Sunney Xie, the director of Peking University’s Beijing Advanced Innovation Center for Genomics, said that the drug they are trying out has been successful at the animal testing stage.  He added that the drug uses neutralising antibodies produced by the human immune system to prevent the virus infecting cells, which his team isolated from the blood of 60 recovered patients

 

Professor Xie said: “When we injected neutralising antibodies into infected mice, after five days the viral load was reduced by a factor of 2,500. That means this potential drug has a therapeutic effect.”

 

A study on the team’s research, published in the scientific journal Cell, suggests that using the antibodies provides a potential cure for the virus and shortens recovery time. Professor Xie said his team had been working day and night searching for the antibody.

 

He added: “Our expertise is single-cell genomics rather than immunology or virology. When we realised that the single-cell genomic approach can effectively find the neutralising antibody, we were thrilled.”

 

Professor Xie said he hopes that the drug will be ready for use later this year and in time for any potential winter outbreak of the virus. He added that trials will be carried out in Australia and other countries since the number of cases have dwindled in China, offering fewer human guinea pigs for testing.

 

“Planning for the clinical trial is underway. The hope is these neutralising antibodies can become a specialised drug that would stop the pandemic,” Professor Xie said.

 

Last week, one Chinese health official revealed that China already has five potential coronavirus vaccines at the human trial stage.

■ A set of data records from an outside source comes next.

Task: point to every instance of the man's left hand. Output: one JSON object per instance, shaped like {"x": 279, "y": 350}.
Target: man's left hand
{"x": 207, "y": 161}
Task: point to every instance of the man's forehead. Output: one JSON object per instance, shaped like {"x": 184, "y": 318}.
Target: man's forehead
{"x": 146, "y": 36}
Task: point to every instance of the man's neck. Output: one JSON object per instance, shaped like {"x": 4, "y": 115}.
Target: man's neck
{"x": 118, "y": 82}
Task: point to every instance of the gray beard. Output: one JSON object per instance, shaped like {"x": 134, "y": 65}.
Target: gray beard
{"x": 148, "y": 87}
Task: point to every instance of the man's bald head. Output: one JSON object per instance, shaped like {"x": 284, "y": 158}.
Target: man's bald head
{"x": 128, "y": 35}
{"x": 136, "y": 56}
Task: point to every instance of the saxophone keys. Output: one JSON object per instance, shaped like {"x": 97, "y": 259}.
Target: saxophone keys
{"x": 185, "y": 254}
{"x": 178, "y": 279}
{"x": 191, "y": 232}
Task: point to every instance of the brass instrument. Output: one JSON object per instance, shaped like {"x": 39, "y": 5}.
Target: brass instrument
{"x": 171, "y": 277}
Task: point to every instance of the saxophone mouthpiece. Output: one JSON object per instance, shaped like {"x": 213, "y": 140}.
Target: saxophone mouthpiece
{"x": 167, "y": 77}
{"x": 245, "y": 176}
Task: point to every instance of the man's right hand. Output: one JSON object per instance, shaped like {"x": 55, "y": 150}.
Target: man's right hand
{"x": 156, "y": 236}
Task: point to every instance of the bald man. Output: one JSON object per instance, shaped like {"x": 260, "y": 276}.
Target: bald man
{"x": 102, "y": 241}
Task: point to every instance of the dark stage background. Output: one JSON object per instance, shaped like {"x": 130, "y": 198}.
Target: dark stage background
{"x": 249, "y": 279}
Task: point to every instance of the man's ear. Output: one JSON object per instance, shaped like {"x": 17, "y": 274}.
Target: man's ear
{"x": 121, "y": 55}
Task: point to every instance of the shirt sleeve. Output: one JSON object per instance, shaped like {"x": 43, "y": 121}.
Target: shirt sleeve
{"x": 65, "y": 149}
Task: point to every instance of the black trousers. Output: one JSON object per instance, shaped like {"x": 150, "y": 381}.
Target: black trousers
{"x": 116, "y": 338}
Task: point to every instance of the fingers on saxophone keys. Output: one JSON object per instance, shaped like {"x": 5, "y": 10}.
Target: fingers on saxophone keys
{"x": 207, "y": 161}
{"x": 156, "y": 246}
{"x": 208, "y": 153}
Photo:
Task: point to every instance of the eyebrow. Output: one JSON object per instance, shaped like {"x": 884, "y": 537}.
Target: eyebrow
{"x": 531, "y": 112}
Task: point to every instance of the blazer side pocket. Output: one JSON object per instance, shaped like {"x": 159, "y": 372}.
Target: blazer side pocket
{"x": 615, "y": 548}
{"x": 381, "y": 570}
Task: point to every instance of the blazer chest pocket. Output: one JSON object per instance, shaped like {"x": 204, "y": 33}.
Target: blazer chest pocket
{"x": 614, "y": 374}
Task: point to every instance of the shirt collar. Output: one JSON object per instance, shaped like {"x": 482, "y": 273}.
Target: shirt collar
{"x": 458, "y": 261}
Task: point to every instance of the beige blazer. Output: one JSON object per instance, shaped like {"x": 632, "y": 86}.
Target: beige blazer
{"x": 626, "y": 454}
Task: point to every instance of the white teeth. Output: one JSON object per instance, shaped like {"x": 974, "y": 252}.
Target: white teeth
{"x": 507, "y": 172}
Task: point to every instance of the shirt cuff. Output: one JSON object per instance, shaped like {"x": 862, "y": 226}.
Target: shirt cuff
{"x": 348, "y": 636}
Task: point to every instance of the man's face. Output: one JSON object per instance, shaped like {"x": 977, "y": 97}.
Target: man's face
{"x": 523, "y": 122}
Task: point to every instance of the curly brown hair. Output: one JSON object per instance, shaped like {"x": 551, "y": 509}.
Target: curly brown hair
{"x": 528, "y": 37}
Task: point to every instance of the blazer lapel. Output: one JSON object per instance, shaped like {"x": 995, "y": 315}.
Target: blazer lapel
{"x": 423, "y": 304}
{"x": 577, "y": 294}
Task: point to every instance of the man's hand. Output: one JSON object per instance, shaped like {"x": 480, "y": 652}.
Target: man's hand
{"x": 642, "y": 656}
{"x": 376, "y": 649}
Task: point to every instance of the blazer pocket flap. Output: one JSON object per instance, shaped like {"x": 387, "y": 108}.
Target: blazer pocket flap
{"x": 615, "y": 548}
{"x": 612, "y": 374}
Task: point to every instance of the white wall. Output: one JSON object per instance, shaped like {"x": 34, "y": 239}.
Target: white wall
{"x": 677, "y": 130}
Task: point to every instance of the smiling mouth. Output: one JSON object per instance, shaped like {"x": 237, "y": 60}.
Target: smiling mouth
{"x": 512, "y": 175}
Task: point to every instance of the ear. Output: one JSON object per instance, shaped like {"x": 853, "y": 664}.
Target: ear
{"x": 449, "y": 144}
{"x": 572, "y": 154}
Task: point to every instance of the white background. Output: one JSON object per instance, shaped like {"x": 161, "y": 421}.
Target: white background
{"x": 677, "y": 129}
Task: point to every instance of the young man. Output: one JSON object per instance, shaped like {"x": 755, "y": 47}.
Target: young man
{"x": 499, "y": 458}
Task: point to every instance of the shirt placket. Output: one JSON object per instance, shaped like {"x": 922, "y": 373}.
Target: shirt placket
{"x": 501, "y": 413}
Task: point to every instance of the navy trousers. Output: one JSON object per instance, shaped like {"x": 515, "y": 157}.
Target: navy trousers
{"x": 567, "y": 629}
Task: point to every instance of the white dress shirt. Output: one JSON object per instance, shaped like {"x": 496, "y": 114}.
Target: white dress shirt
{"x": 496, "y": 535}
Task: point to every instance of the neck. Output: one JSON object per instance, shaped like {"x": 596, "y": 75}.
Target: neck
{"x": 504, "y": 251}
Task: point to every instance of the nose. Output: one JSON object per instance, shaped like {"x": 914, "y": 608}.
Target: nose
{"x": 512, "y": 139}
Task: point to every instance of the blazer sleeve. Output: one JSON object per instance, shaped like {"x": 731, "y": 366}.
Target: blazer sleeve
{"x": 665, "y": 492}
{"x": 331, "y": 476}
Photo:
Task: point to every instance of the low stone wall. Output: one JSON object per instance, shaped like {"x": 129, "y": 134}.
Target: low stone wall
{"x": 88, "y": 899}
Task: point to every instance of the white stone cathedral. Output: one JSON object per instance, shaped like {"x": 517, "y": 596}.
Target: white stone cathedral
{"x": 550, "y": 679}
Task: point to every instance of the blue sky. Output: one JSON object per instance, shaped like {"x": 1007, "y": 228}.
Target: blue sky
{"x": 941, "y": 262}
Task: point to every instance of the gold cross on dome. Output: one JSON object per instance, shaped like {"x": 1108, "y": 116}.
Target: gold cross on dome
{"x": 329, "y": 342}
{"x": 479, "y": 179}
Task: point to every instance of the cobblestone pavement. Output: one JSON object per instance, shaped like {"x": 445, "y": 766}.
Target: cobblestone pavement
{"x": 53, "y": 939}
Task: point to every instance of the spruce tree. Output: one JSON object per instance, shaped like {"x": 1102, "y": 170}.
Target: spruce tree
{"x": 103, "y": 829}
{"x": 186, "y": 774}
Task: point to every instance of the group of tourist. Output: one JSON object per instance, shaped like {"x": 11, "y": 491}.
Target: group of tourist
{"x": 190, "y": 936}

However, the World Health Organisation has warned that developing a vaccine could take 12 to 18 months.

 

Scientists have also pointed to the potential benefits of plasma, a blood fluid, from recovered individuals who have developed antibodies to the virus enabling the body’s defences to attack it. More than 700 patients have received plasma therapy in China, a process which authorities said showed very good therapeutic effects.

 

Professor Xie said, however, that plasma is limited in supply. He noted, however,  that the 14 neutralising antibodies used in their drug could be put into mass production quickly.